Rights to a Paper Copy of This Notice – You may request a copy of our current Notice at any time. Even if you have agreed to receive the Notice electronically, you are still entitled to a paper copy. You may obtain a paper copy at the site where you obtain health care services from us or by contacting the Privacy officer. You may obtain a copy of this Notice at our web site: http://www.centerforao.com/. To obtain a paper copy of this Notice, contact an available staff member.
Breach Notification – You have a right to be notified in the event of a breach of your unsecured PHI, and we will notify you in accordance with applicable law.
CHANGES TO THIS NOTICE
We reserve the right to change this Notice at any time. We reserve the right to make the revised or changed Notice effective for PHI we already have about you as well as any information we receive in the future.
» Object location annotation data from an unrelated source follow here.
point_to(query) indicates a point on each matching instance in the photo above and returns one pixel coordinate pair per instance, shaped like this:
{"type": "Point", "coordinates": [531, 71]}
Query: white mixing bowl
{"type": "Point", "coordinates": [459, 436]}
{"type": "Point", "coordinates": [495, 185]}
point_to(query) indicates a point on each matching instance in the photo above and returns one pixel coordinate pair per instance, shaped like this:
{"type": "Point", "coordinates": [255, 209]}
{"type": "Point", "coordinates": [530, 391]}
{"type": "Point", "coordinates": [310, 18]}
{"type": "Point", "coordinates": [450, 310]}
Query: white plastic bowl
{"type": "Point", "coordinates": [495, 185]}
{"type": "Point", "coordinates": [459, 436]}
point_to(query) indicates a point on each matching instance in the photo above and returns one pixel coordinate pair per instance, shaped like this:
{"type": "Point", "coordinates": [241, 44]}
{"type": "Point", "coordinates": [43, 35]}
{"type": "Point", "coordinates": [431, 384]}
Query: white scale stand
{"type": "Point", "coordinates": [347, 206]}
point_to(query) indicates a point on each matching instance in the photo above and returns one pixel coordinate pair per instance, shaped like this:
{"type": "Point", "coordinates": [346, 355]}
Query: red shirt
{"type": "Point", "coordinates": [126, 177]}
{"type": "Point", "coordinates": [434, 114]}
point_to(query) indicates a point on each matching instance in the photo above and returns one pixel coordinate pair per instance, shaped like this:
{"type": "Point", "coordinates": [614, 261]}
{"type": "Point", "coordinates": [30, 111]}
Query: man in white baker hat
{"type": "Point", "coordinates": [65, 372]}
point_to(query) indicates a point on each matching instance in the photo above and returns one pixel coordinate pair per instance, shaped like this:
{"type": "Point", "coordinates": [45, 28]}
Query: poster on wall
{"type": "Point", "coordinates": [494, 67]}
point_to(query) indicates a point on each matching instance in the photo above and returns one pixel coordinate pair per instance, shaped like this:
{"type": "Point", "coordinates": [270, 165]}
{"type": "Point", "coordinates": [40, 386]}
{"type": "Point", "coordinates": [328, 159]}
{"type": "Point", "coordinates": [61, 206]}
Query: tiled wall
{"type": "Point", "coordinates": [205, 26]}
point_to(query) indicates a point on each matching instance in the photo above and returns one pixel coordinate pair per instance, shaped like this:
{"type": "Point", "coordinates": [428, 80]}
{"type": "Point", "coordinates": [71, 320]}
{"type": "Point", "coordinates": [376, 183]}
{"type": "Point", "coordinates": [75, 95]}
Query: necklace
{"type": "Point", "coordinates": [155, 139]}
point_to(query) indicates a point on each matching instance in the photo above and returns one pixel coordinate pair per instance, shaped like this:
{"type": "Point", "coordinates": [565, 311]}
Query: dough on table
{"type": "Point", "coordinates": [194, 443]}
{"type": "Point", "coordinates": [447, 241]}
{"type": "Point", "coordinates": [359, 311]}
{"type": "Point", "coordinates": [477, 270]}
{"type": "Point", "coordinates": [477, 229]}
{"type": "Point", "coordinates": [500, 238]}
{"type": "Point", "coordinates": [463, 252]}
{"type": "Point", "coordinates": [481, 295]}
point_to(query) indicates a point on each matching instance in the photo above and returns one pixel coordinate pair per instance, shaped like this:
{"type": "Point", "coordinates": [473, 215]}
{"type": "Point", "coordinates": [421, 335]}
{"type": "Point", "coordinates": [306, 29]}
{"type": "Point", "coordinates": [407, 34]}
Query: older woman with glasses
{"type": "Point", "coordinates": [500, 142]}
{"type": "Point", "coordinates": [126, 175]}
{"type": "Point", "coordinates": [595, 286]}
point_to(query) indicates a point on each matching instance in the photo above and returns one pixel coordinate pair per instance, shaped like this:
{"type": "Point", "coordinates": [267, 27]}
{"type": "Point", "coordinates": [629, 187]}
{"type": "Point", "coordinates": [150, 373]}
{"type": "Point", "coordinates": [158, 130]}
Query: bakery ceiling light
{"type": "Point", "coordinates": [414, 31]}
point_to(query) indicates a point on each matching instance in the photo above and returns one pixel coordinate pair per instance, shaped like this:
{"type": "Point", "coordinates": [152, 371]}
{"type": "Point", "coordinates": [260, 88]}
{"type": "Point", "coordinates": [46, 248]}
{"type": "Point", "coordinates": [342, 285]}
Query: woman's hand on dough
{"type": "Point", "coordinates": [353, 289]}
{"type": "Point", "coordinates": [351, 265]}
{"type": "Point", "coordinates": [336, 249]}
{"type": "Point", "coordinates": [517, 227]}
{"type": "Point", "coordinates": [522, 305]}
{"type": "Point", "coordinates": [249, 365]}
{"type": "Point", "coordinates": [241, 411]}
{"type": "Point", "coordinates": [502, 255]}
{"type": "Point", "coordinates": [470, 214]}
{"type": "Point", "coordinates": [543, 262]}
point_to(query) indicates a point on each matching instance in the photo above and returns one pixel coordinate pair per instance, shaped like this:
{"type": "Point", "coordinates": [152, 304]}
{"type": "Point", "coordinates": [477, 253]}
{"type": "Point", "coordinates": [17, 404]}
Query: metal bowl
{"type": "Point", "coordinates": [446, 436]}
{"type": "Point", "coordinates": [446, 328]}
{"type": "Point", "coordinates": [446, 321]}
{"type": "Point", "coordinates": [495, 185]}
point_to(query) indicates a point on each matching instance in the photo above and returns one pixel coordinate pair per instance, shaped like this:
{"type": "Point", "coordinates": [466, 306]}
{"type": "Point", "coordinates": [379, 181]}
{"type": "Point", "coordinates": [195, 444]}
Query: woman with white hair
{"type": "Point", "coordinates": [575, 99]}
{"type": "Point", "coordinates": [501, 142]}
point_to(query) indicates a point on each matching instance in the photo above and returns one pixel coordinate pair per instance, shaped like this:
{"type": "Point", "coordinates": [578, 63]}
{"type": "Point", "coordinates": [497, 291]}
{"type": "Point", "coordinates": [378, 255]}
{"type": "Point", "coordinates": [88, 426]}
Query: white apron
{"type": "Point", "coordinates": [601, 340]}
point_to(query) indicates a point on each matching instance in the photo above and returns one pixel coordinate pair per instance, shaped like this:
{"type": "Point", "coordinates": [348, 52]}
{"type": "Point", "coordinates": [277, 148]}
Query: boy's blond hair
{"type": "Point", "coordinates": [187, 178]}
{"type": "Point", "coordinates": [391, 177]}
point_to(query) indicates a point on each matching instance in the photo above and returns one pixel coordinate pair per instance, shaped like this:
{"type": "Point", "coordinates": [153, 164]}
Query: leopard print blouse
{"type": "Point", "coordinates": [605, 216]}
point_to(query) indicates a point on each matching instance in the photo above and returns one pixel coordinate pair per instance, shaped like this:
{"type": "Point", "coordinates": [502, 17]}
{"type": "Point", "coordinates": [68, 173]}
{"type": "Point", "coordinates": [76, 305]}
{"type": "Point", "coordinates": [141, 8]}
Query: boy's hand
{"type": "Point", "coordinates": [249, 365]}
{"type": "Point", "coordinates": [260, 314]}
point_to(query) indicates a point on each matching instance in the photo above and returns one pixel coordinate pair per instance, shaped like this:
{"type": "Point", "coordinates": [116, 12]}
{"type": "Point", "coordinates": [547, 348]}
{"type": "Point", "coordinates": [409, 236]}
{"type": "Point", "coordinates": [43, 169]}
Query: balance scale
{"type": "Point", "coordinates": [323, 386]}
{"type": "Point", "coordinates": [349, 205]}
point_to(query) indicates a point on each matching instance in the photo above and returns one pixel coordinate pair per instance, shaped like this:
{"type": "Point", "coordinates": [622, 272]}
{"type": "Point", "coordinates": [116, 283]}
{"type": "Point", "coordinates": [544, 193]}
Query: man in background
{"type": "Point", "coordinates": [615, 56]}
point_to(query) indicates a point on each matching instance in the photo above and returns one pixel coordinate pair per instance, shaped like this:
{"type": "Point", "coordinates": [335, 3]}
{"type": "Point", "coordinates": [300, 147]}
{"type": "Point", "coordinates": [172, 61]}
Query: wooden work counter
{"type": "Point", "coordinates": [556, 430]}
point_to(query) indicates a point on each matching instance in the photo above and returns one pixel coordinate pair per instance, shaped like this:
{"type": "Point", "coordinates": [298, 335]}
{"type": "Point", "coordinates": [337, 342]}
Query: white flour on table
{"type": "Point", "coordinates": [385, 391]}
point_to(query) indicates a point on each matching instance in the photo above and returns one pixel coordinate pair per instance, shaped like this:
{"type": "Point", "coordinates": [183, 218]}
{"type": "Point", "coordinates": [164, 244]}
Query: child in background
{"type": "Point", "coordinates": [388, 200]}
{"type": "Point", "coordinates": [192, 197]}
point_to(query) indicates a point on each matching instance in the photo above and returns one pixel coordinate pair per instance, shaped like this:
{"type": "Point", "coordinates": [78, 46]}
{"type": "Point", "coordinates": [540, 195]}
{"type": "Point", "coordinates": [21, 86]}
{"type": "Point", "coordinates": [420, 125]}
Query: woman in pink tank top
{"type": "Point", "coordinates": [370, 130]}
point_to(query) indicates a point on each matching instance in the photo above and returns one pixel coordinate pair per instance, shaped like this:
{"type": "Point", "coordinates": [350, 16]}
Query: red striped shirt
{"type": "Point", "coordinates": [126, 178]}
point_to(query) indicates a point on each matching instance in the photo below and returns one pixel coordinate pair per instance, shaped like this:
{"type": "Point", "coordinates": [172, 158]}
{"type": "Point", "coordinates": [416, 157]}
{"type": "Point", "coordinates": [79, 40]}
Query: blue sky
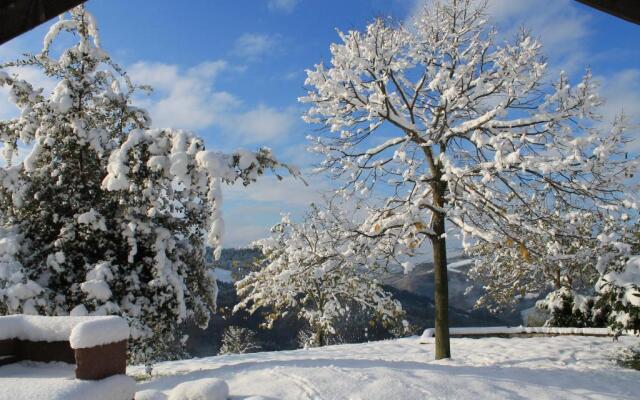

We will post a copy of the current Notice in the office. In addition, each time you register at or are seen at the office for treatment or health care services as an outpatient, you may request a copy of the Notice that is in effect.
If you believe your privacy rights have been violated, you may file a complaint with the office or with the Secretary of the Department of Health and Human Services. All complaints must be submitted in writing. To file a complaint with the office, contact:
Mr. John Mallender, Privacy Officer
3100 Cross Creek Pkwy #200, Auburn Hills, MI 48326
(248) 377-8000 Fax: (248) 377-2929
You will not be penalized for filing a complaint.
OTHER USES OF PROTECTED HEALTH INFORMATION
Other uses and disclosures of PHI not covered by this Notice or the laws that apply to us will be made only with your written permission. If you provide us permission to use or disclose PHI about you, you may revoke that permission, in writing, at any time. If you revoke your permission, we will no longer use or disclose PHI about you for the reasons covered by your written authorization. You understand that we are unable to take back disclosures we have already made with your permission, and that we are required to retain our records of the care that we provided to you.